Zirve Üniversitesi Aile ve Kadın Çalışmaları Merkezi Müdürü Yrd. Doç. Dr. Derya Keskinci, Türkiye’de kadın cinayetlerinin pek çoğu denetimli serbestlik halinde dolaşabilen eski kocaların, eski sevgililerin, yetkililer tarafından ciddiye alınmaması ile gerçekleştiğini dile getirdi. Kadına karşı şiddetin bir an önce yasalarla giderilmesi gerektiğine dikkat çeken Keskinci, “Aile içi şiddetin algılanması ve bunun bir suç unsuru sayılıp sayılmaması o toplumun ve bireyin kültürel yapısıyla oldukça ilgilidir.
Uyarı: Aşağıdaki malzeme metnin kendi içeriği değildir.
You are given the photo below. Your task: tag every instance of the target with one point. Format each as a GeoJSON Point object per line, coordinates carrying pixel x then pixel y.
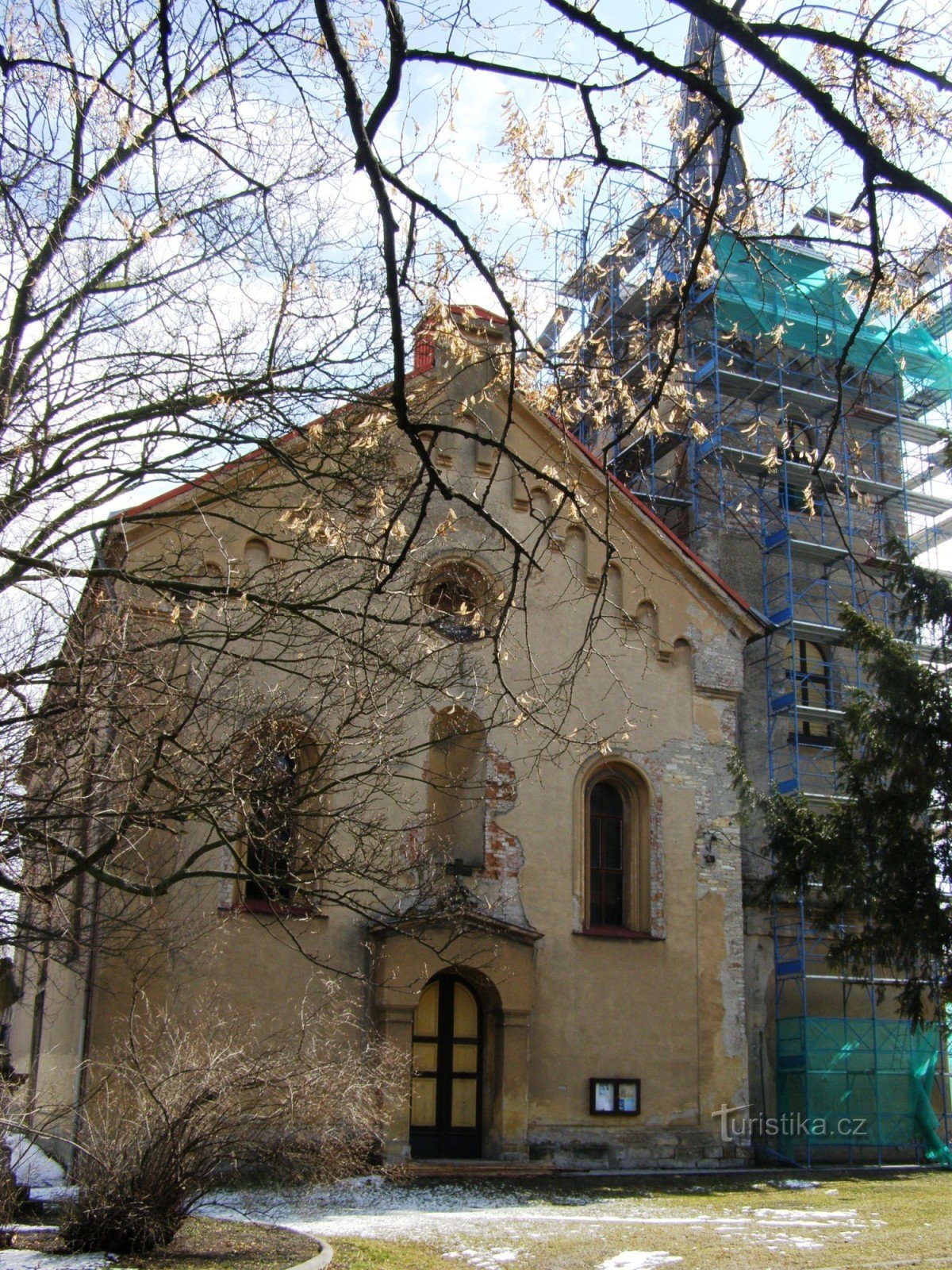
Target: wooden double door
{"type": "Point", "coordinates": [446, 1109]}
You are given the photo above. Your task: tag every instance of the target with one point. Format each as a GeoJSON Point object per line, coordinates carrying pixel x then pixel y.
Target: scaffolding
{"type": "Point", "coordinates": [771, 355]}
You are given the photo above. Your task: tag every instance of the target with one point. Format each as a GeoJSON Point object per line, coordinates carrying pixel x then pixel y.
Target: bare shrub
{"type": "Point", "coordinates": [183, 1105]}
{"type": "Point", "coordinates": [10, 1197]}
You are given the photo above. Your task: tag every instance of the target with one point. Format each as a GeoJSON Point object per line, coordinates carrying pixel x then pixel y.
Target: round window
{"type": "Point", "coordinates": [457, 598]}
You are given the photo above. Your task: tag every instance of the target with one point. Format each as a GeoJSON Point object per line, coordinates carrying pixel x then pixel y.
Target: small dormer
{"type": "Point", "coordinates": [441, 338]}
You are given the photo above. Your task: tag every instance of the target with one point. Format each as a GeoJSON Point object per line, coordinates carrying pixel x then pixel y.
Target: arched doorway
{"type": "Point", "coordinates": [446, 1109]}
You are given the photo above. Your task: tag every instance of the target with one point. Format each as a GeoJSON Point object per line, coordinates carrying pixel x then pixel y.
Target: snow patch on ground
{"type": "Point", "coordinates": [37, 1172]}
{"type": "Point", "coordinates": [486, 1259]}
{"type": "Point", "coordinates": [492, 1225]}
{"type": "Point", "coordinates": [639, 1261]}
{"type": "Point", "coordinates": [31, 1165]}
{"type": "Point", "coordinates": [22, 1259]}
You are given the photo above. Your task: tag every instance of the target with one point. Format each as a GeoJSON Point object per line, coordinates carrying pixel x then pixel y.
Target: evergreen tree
{"type": "Point", "coordinates": [876, 868]}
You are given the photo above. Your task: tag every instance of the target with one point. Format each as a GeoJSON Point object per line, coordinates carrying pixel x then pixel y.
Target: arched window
{"type": "Point", "coordinates": [457, 594]}
{"type": "Point", "coordinates": [617, 856]}
{"type": "Point", "coordinates": [799, 450]}
{"type": "Point", "coordinates": [270, 827]}
{"type": "Point", "coordinates": [456, 804]}
{"type": "Point", "coordinates": [282, 816]}
{"type": "Point", "coordinates": [606, 855]}
{"type": "Point", "coordinates": [814, 690]}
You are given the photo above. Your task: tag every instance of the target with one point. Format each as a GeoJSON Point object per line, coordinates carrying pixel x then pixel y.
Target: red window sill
{"type": "Point", "coordinates": [613, 933]}
{"type": "Point", "coordinates": [270, 910]}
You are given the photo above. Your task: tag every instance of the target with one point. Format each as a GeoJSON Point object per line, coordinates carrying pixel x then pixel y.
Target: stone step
{"type": "Point", "coordinates": [452, 1170]}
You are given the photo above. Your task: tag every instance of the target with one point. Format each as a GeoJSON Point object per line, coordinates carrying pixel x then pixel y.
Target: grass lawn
{"type": "Point", "coordinates": [823, 1221]}
{"type": "Point", "coordinates": [744, 1223]}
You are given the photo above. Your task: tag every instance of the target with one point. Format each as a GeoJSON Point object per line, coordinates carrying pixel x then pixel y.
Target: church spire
{"type": "Point", "coordinates": [697, 152]}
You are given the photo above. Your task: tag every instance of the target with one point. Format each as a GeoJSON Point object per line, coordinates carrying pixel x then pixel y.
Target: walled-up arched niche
{"type": "Point", "coordinates": [257, 556]}
{"type": "Point", "coordinates": [615, 610]}
{"type": "Point", "coordinates": [456, 803]}
{"type": "Point", "coordinates": [577, 552]}
{"type": "Point", "coordinates": [647, 622]}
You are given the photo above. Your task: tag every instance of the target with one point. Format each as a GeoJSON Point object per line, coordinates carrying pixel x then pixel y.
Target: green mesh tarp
{"type": "Point", "coordinates": [860, 1083]}
{"type": "Point", "coordinates": [801, 302]}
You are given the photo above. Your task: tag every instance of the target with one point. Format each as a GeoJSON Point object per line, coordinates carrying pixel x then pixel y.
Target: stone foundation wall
{"type": "Point", "coordinates": [651, 1149]}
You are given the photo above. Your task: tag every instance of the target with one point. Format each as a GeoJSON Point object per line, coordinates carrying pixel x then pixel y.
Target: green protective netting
{"type": "Point", "coordinates": [860, 1083]}
{"type": "Point", "coordinates": [804, 302]}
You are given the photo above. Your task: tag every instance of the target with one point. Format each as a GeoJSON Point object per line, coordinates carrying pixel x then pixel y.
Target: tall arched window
{"type": "Point", "coordinates": [270, 827]}
{"type": "Point", "coordinates": [617, 852]}
{"type": "Point", "coordinates": [814, 690]}
{"type": "Point", "coordinates": [283, 821]}
{"type": "Point", "coordinates": [606, 855]}
{"type": "Point", "coordinates": [456, 804]}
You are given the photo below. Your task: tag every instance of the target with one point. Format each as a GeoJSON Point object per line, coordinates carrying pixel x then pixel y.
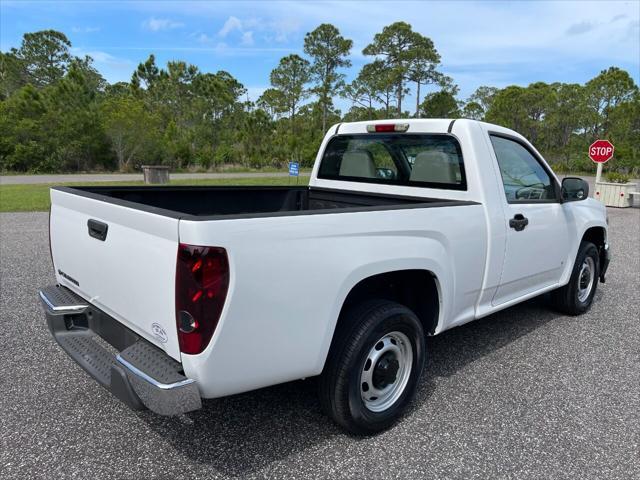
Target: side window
{"type": "Point", "coordinates": [524, 179]}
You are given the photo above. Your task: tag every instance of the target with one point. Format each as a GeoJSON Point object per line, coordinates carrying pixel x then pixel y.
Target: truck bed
{"type": "Point", "coordinates": [209, 203]}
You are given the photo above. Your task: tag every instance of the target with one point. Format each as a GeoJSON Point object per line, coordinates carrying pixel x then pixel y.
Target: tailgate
{"type": "Point", "coordinates": [130, 274]}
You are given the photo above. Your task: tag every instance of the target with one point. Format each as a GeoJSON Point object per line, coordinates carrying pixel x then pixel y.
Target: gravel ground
{"type": "Point", "coordinates": [526, 393]}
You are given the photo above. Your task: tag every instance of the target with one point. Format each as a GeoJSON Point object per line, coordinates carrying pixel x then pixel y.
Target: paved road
{"type": "Point", "coordinates": [526, 393]}
{"type": "Point", "coordinates": [125, 177]}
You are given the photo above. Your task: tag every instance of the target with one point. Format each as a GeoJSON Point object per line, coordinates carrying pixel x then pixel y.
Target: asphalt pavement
{"type": "Point", "coordinates": [526, 393]}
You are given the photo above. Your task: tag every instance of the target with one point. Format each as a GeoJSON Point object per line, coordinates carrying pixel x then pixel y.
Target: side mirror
{"type": "Point", "coordinates": [574, 189]}
{"type": "Point", "coordinates": [386, 173]}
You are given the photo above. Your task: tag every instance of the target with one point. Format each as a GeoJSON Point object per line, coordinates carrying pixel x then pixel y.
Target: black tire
{"type": "Point", "coordinates": [358, 334]}
{"type": "Point", "coordinates": [567, 299]}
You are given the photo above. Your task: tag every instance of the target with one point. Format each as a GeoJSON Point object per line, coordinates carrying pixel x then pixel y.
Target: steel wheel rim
{"type": "Point", "coordinates": [394, 346]}
{"type": "Point", "coordinates": [585, 279]}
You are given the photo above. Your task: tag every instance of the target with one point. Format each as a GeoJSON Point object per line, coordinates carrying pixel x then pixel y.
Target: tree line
{"type": "Point", "coordinates": [57, 112]}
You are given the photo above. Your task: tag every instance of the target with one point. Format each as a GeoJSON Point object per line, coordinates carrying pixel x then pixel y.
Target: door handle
{"type": "Point", "coordinates": [518, 222]}
{"type": "Point", "coordinates": [97, 229]}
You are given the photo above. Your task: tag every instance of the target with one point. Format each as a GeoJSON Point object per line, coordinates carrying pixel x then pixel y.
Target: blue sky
{"type": "Point", "coordinates": [481, 43]}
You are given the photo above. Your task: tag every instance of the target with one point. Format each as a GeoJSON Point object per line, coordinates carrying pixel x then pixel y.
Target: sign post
{"type": "Point", "coordinates": [600, 152]}
{"type": "Point", "coordinates": [294, 170]}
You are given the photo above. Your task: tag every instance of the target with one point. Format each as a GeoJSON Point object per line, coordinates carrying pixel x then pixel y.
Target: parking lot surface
{"type": "Point", "coordinates": [526, 393]}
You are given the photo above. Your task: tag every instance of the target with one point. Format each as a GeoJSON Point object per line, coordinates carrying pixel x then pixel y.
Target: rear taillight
{"type": "Point", "coordinates": [387, 127]}
{"type": "Point", "coordinates": [202, 281]}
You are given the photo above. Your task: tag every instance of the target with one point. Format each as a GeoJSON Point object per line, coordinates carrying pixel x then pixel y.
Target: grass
{"type": "Point", "coordinates": [35, 197]}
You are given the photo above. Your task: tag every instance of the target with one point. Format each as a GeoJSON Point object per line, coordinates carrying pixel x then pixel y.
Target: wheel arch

Birçok toplum da kadına şiddet kabul edilebilir bir davranış sayılmakta ve normal karşılanmaktadır. Özellikle şiddete uğrayan kadınlar için güvenilir destek sistemlerinin olmaması, yasal düzenlemelerin yetersiz kalması kadına şiddeti arttırıcı bir unsur olarak karşımıza çıkmaktadır.” dedi.

EŞLERİNDEN AYRILMIŞ KADINLARIN YÜZDE 78’İ FİZİKSEL ŞİDDETE MARUZ KALIYOR

Kadına karşı şiddette bazılarının boşanma evresinde bazılarının ise boşandıktan sonra gerçekleştiğine dikkat çeken Yrd. Doç. Dr. Derya Keskinci, “Eşlerinden ayrılmış kadınların yaklaşık yüzde 78'i fiziksel şiddete maruz kalırken, yapılan araştırmalar, eşlerinden hayatları boyunca en az bir kez şiddet görenlerin Türkiye genelinde yaklaşık yüzde 40 oranında olduğunu gösteriyor.” diye konuştu.